Com a popularização dos consoles e avanço da pirataria, os primeiros donos de "Nintendinho" apareceram, e junto deles locadoras que viam o povo fazer fila nos finais de semana para conseguir reservar "Mega Man", "Looney Tunes B-Ball" e "Mario Kart".

Metade do dia era futebol na rua, outra metade era tirando contra em "International Superstar Soccer". As mães dando bronca para evitar o vício, os menores esperando sua vez de pegar no controle e apertar aleatoriamente os botões, os adolescentes sem paciência e os pais nem querendo saber o que acontecia ali. No máximo, interessavam-se por "Side Pocket".

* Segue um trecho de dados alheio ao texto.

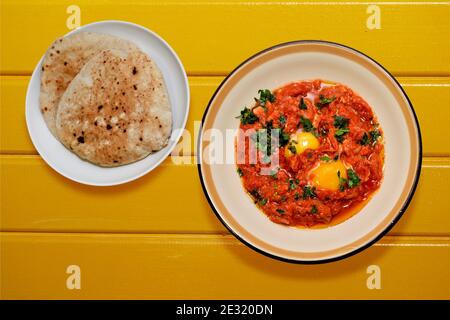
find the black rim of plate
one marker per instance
(353, 252)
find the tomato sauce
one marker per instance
(329, 150)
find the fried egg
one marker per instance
(325, 175)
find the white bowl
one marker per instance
(69, 164)
(303, 60)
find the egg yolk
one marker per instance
(300, 142)
(325, 176)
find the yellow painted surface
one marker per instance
(212, 266)
(157, 237)
(170, 199)
(212, 37)
(428, 95)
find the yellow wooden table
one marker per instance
(129, 243)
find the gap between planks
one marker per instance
(215, 239)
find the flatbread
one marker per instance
(62, 62)
(116, 110)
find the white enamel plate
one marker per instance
(305, 60)
(70, 165)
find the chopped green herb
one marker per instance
(341, 123)
(323, 131)
(247, 116)
(284, 138)
(375, 134)
(365, 139)
(293, 184)
(273, 174)
(323, 101)
(302, 104)
(353, 179)
(255, 194)
(342, 181)
(309, 192)
(306, 124)
(264, 96)
(339, 134)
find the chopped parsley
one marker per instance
(284, 138)
(324, 101)
(353, 179)
(364, 140)
(341, 123)
(264, 96)
(306, 124)
(273, 174)
(309, 192)
(342, 181)
(247, 116)
(302, 105)
(374, 135)
(293, 184)
(370, 138)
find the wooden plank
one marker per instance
(210, 38)
(426, 94)
(210, 266)
(169, 199)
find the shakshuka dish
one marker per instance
(309, 153)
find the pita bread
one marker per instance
(62, 62)
(116, 110)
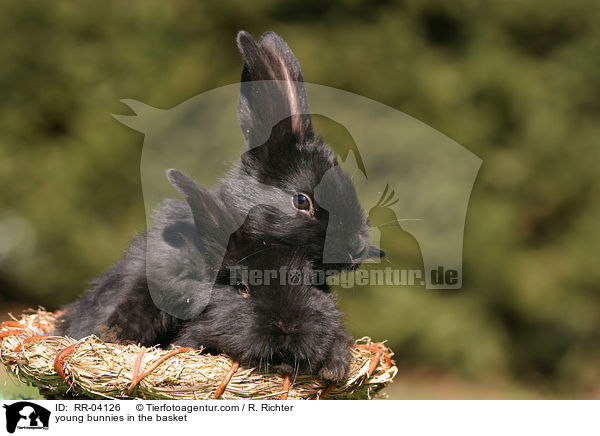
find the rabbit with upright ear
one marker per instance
(280, 321)
(288, 178)
(287, 190)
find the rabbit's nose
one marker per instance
(356, 248)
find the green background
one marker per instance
(517, 83)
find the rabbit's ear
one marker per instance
(273, 102)
(205, 208)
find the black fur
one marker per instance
(293, 327)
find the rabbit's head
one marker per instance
(289, 185)
(267, 312)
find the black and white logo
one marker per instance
(24, 415)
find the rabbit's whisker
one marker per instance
(400, 220)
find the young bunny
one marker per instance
(288, 176)
(287, 190)
(279, 320)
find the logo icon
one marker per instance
(26, 415)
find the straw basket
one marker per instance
(91, 368)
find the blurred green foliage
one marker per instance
(517, 83)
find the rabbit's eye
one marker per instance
(303, 203)
(242, 288)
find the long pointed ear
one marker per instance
(273, 100)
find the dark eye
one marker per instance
(242, 288)
(303, 203)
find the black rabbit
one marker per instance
(280, 320)
(287, 190)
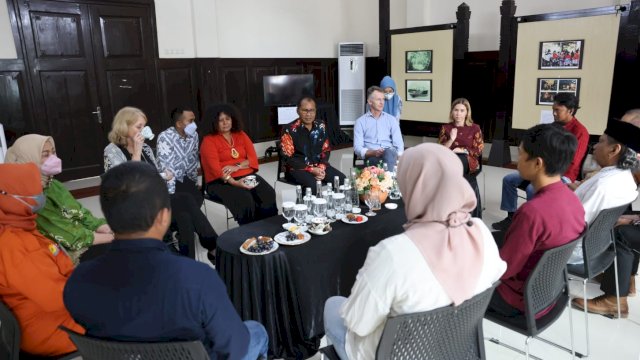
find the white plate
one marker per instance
(364, 220)
(274, 248)
(286, 226)
(281, 238)
(319, 232)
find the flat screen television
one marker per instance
(282, 90)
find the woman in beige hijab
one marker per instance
(63, 219)
(444, 256)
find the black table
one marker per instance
(286, 290)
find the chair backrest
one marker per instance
(9, 334)
(452, 332)
(547, 283)
(600, 234)
(99, 349)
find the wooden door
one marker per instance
(60, 56)
(125, 53)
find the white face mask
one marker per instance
(190, 129)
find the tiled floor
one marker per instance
(610, 339)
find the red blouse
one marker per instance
(215, 154)
(469, 138)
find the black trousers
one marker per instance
(627, 247)
(189, 219)
(246, 205)
(306, 179)
(473, 181)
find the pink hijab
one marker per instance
(437, 201)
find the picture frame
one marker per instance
(561, 54)
(547, 88)
(418, 61)
(418, 90)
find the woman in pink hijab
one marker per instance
(444, 256)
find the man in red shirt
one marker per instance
(552, 218)
(565, 106)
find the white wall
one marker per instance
(484, 33)
(7, 45)
(265, 29)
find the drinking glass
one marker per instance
(369, 200)
(320, 208)
(338, 204)
(287, 210)
(300, 214)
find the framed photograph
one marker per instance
(418, 90)
(561, 54)
(419, 61)
(548, 88)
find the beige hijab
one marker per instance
(28, 149)
(438, 201)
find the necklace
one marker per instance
(234, 153)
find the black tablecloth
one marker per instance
(286, 290)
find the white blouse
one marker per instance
(395, 280)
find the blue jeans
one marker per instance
(258, 340)
(390, 157)
(334, 326)
(510, 183)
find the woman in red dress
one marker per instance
(228, 158)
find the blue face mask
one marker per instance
(40, 200)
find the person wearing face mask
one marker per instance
(177, 152)
(127, 136)
(33, 269)
(392, 101)
(63, 219)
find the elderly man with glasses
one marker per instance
(306, 149)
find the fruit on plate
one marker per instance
(258, 245)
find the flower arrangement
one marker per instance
(373, 177)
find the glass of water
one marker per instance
(300, 214)
(287, 210)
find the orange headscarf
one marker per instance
(18, 179)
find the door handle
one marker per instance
(98, 113)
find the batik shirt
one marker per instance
(304, 149)
(178, 154)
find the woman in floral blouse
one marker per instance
(465, 139)
(63, 219)
(463, 136)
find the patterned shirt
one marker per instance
(178, 154)
(304, 149)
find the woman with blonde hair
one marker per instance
(127, 144)
(62, 219)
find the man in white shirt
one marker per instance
(376, 134)
(613, 185)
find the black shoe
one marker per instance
(502, 225)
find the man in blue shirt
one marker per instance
(139, 291)
(376, 134)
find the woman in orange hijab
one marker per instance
(33, 269)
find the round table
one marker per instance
(286, 290)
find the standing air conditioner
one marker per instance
(351, 82)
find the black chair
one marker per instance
(10, 339)
(452, 332)
(598, 251)
(546, 285)
(98, 349)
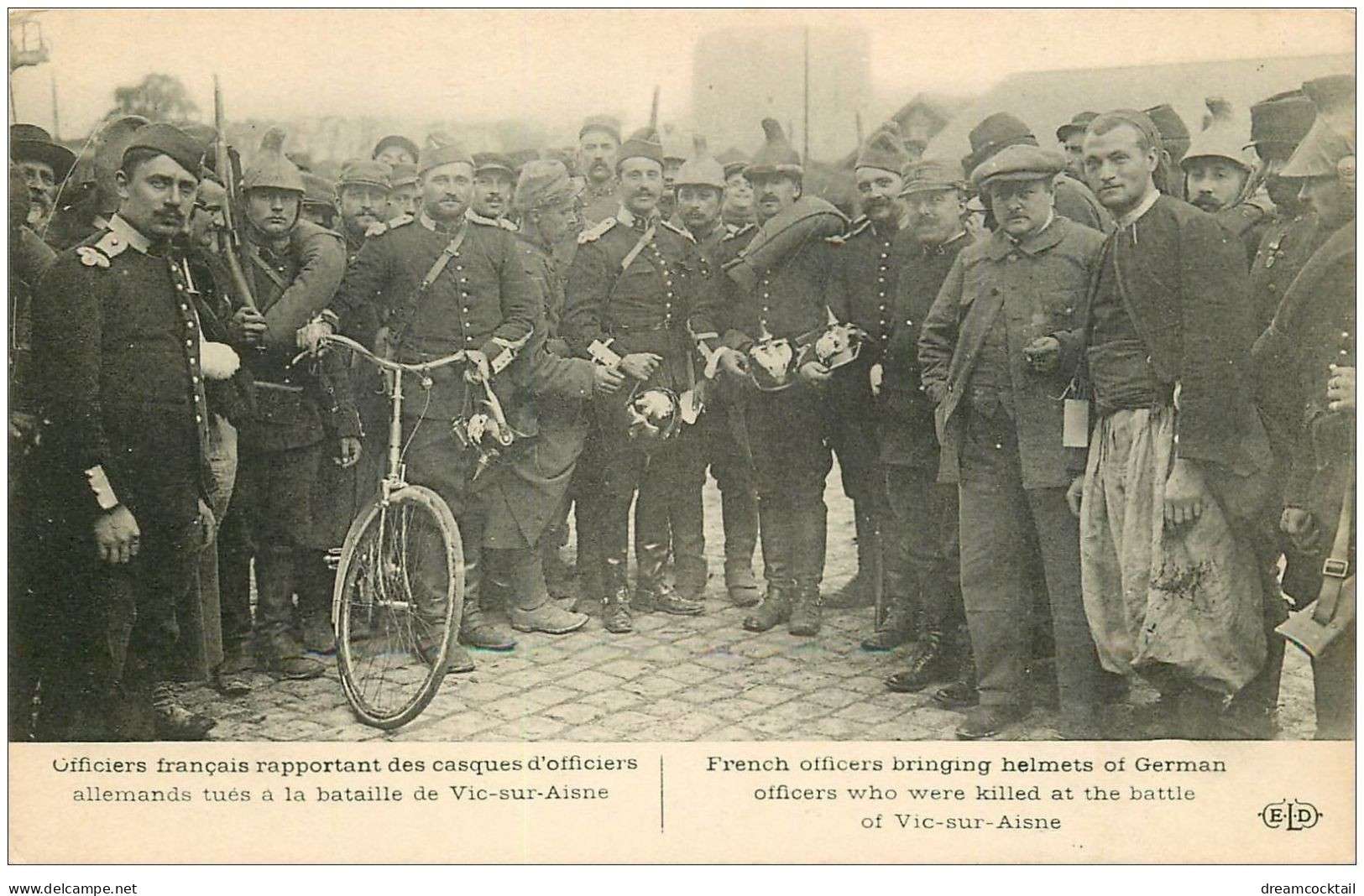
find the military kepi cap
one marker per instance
(884, 149)
(364, 172)
(443, 154)
(1018, 163)
(170, 141)
(493, 161)
(1078, 123)
(643, 143)
(545, 183)
(1283, 119)
(600, 123)
(932, 174)
(399, 141)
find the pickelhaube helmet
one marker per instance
(776, 156)
(1226, 137)
(318, 191)
(702, 169)
(272, 169)
(772, 364)
(655, 414)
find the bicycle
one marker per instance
(399, 588)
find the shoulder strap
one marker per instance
(410, 309)
(639, 247)
(1337, 566)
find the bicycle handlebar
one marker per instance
(382, 362)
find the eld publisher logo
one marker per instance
(1291, 815)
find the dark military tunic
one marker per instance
(787, 429)
(633, 284)
(861, 291)
(118, 346)
(482, 299)
(1283, 248)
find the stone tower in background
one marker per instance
(742, 76)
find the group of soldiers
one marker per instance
(1093, 404)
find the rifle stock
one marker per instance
(227, 174)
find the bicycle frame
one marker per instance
(396, 477)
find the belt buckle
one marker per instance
(1335, 568)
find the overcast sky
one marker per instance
(557, 65)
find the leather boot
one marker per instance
(741, 584)
(927, 663)
(898, 625)
(283, 654)
(774, 610)
(805, 615)
(478, 629)
(656, 591)
(615, 602)
(532, 608)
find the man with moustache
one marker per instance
(404, 193)
(1178, 460)
(1291, 237)
(494, 185)
(1071, 137)
(303, 419)
(45, 165)
(1222, 179)
(997, 349)
(737, 211)
(86, 209)
(1278, 124)
(599, 141)
(443, 283)
(921, 546)
(1074, 198)
(1307, 367)
(630, 288)
(720, 431)
(362, 195)
(122, 382)
(861, 291)
(772, 288)
(396, 149)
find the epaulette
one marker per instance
(738, 231)
(678, 231)
(595, 233)
(105, 248)
(384, 227)
(490, 222)
(857, 227)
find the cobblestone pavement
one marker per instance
(700, 678)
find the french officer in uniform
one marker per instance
(630, 288)
(443, 284)
(861, 291)
(122, 382)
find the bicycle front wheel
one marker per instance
(397, 602)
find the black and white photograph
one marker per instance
(681, 375)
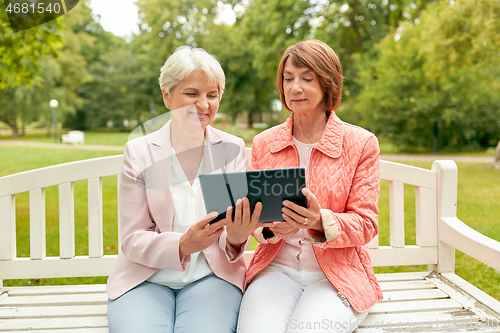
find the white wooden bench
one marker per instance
(75, 137)
(433, 300)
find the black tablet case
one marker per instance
(270, 187)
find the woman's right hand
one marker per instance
(283, 230)
(201, 235)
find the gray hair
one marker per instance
(186, 59)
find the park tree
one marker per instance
(435, 82)
(246, 92)
(21, 52)
(22, 57)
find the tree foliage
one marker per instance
(20, 52)
(435, 83)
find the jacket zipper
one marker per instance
(339, 294)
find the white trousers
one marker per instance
(283, 299)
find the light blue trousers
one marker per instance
(208, 305)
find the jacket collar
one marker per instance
(161, 149)
(159, 146)
(330, 143)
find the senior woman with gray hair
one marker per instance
(177, 271)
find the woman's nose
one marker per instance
(202, 103)
(296, 87)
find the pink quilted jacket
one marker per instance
(344, 176)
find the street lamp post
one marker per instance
(54, 104)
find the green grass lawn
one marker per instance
(91, 138)
(478, 206)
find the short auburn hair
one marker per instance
(323, 61)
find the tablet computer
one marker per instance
(270, 187)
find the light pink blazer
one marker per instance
(146, 210)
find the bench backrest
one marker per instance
(67, 264)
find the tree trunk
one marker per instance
(250, 119)
(13, 125)
(435, 147)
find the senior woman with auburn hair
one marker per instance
(312, 272)
(176, 272)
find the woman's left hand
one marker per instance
(301, 217)
(245, 222)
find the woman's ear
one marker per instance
(166, 98)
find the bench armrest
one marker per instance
(460, 236)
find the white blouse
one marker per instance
(187, 204)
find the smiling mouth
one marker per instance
(199, 115)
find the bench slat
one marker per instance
(51, 300)
(425, 217)
(406, 285)
(55, 323)
(51, 267)
(409, 255)
(95, 218)
(407, 174)
(56, 290)
(416, 306)
(37, 224)
(417, 322)
(408, 276)
(8, 227)
(397, 214)
(59, 174)
(412, 295)
(53, 311)
(67, 220)
(77, 330)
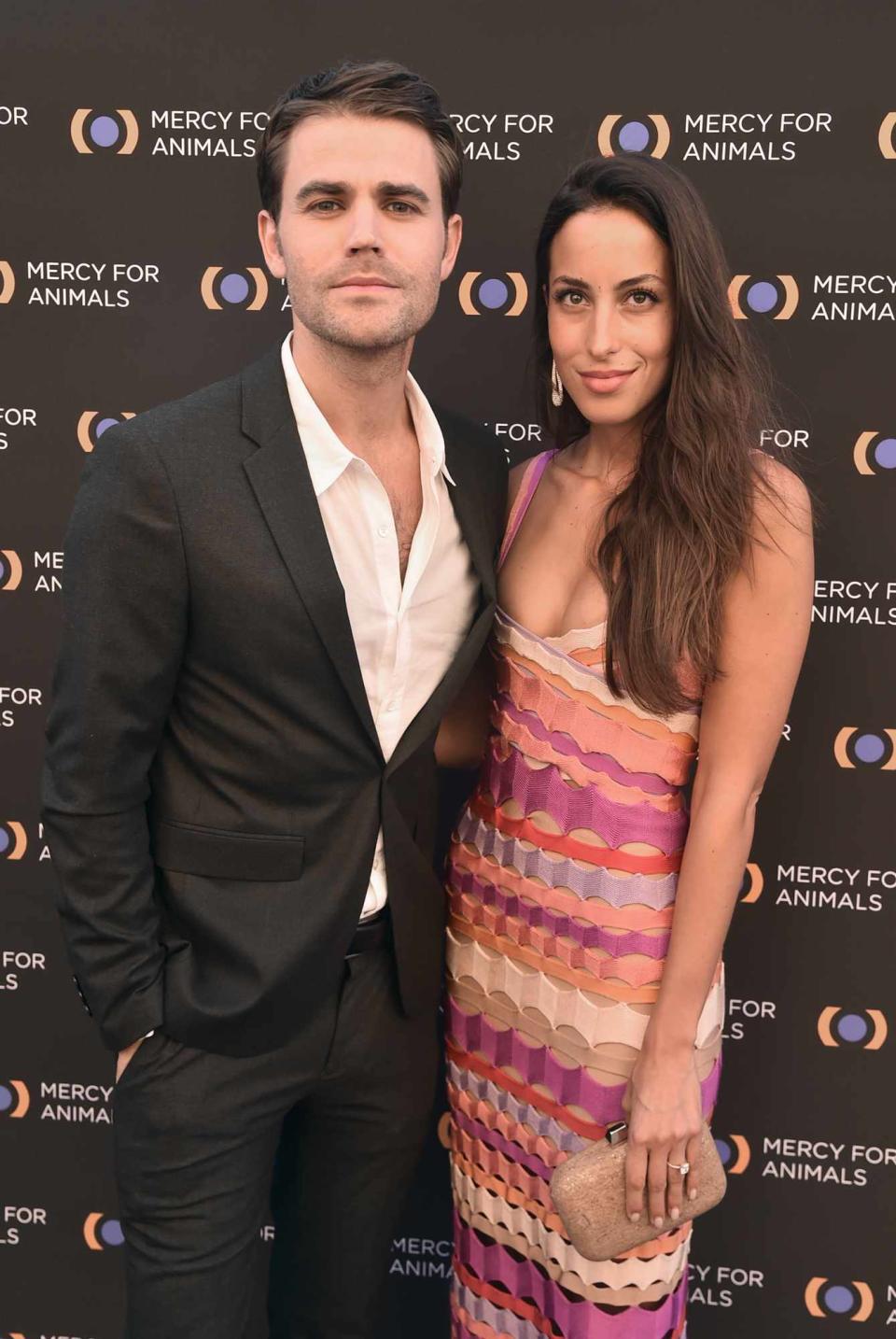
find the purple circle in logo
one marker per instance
(634, 136)
(852, 1027)
(493, 293)
(886, 453)
(111, 1232)
(234, 289)
(763, 296)
(870, 747)
(104, 132)
(839, 1299)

Chega, então, a era do Playstation e Nintendo 64. "The Legend of Zelda", "Resident Evil", "Driver", "Grand Theft Auto", "Tony Hawk’s 2" —com a melhor trilha sonora, "Final Fantasy 7" e "Final Fantasy 8", "Metal Gear Solid", "Grandia", "Breath of Fire 4", Eddy Gordo —o capoeirista brasileiro e negro de "Tekken 3" que virou referência—, as lan houses e os timinhos de "Counter-Strike".

Enfim, uma infinidade de novos estímulos às mentes cuja afinidade para o surrealismo dos games era habilidade já desbloqueada. Tudo isso nos espaços pouco vistos —e pouco interessantes— paralelos a uma "cultura gamer" que, à época, já nascia com fita original que não precisava ser soprada para funcionar.

Quando encontro meus amigos daqui e de outras quebradas, revivemos estas histórias todas, sempre começando pelos fliperamas. Alguns deles frequentavam a Lords, tradicional pico de games no Tatuapé. Eles gostavam dos jogos de carro com simulador. Eu preferia a arte pixelizada de Top Gear.

Hoje, talvez, quem me vê na fila do pão não imagine que vivi esta "cultura gamer" dentro da cultura de boteco, na quebrada mesmo. Ainda que, atualmente, continue a jogar com certa frequência —desde a série "Souls" até "Genshin Impact"—, para sempre serei personagem secreto.